Fisicità, idee e tecnica. Con queste tre parole si potrebbe riassumere il calcio di Fabian Ruiz Peña, centrocampista spagnolo di 23 anni che da quest'anno si è fatto apprezzare in Serie A e ha conosciuto la ribalta europea con la maglia del Napoli. Questo ragazzo di Los Palacios y Villafranca era sbocciato alla corte di Quique Setien la scorsa stagione al Betis e la società azzurra ha sostenuto un investimento importante (30 milioni di euro) per portarlo alle pendici del Vesuvio ma lo sforzo è stato assolutamente ripagato: dopo un periodo di ambientamento iniziale, minato anche da problemi fisici, Fabian ha iniziato a mostrare all'Italia il suo innato talento e la sua pulizia di calcio, cosa che ha stupito tutti i suoi allenatori nelle giovanili, aggiungendo a queste doti, non solo quest'anno, una crescita tattica che lo ha portato ad aumentare il suo bagaglio individuale.

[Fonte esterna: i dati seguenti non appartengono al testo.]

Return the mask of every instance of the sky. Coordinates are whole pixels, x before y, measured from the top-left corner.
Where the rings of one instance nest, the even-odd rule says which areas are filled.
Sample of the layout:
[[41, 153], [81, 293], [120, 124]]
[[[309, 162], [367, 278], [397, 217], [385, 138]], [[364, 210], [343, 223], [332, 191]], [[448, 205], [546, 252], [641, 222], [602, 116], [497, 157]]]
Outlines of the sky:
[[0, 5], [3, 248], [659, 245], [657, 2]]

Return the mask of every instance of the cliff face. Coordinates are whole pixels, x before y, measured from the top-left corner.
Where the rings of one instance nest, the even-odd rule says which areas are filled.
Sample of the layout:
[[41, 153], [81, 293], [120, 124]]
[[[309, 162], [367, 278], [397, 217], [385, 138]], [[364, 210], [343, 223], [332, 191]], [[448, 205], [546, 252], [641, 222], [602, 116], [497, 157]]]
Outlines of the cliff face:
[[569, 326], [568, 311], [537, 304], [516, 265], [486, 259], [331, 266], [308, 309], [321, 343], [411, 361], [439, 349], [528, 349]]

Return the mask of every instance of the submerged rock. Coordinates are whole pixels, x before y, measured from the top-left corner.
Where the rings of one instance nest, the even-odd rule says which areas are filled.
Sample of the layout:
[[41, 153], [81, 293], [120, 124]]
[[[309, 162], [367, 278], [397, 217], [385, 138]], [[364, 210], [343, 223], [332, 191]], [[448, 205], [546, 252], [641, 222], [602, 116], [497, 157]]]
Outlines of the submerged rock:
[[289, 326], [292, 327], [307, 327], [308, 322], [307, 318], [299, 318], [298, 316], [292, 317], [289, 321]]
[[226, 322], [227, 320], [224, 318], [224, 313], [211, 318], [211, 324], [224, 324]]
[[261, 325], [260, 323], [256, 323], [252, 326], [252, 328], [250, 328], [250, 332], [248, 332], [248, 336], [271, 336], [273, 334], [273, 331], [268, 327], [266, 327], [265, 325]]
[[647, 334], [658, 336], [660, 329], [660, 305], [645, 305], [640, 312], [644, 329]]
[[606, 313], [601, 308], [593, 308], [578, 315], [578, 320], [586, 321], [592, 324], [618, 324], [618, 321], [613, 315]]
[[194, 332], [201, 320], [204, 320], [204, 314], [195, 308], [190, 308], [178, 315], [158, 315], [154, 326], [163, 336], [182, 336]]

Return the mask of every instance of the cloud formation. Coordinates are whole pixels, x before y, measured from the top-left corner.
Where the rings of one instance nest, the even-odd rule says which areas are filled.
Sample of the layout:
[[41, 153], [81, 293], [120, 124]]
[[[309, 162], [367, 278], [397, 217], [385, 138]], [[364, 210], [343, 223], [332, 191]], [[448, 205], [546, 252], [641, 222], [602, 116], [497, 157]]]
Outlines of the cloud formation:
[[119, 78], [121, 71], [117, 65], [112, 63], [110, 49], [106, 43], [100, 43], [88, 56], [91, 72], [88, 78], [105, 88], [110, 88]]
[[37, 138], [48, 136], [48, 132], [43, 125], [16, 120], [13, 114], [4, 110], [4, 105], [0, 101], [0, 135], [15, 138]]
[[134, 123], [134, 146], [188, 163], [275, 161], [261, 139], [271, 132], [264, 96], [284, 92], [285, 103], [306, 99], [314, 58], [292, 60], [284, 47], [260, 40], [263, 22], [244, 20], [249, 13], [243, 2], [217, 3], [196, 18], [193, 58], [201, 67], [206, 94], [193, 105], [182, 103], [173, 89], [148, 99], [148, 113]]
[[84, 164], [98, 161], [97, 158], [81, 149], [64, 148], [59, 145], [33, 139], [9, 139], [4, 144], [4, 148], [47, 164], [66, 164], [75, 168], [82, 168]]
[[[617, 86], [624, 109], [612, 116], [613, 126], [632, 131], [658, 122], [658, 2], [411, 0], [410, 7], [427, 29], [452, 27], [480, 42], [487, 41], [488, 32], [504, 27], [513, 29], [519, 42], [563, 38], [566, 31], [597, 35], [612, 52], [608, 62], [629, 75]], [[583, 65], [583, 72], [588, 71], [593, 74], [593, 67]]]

Il numero 8 è un giocatore di grande portata fisica, con una tecnica squisita (89% di precisione nei passaggi), una grande visione di gioco e dotato di un eccellente tiro dalla media distanza: un giocatore completo che può agire in tutte le posizioni di centrocampo e riesce a combinare perfettamente forza e talento. Nonostante in molti lo avessero "bollato" come un mediano davanti alla difesa, Fabian ha messo in mostra idee e conoscenze degli spazi che lo vedono particolarmente a suo agio dalla linea mediana in su, dove i suoi tagli e i suoi assist (4) sono risultati spesso decisivi per le finalizzazioni della squadra azzurra.

Il rendimento dei calciatori del Napoli nella stagione 2018/2019. (whoscored.com)
in foto: Il rendimento dei calciatori del Napoli nella stagione 2018/2019. (whoscored.com)

La sua comprensione del gioco e l'intelligenza mostrata nel sapersi muovere in zone del campo spesso intasate hanno fatto scoprire ai più un calciatore abilissimo anche negli spazi stretti: Ruiz si è fatto notare al Betis come interno di destra, con la possibilità di sfoderare il mancino per aprire il campo nella parte opposta, ma quest'anno ha dimostrato di essere in grado di giocare sia partendo da esterno che, con risultati meno positivi, come mediano puro. È abilissimo nella fase di uscita dal basso, importantissima per Setien come per Ancelotti, e con la sua forza fisica ha permesso spesso alla squadra partenopea di effettuare pressioni asfissianti per recuperare subito la palla per ribaltare l'azione e sviluppare il possesso o verticalizzare per gli attaccanti.

Le sue caratteristiche fisiche e tecniche gli permettono di "strappare", ovvero aumentare le frequenze di passi nei momenti decisivi, e cambiare direzione in maniera repentina grazie all'ottima conduzione che opera con il suo delicato piede sinistro: tutti ingredienti che in questo momento lo rendono un centrocampista unico in Serie A e, in prospettiva, anche in Europa. Come vedremo impiegato Fabian Ruiz nel Napoli 2019/2020? La palla è nelle mani di Ancelotti ma dopo soltanto un anno di Serie A il ragazzo andaluso è senza dubbio un punto fermo della squadra azzurra.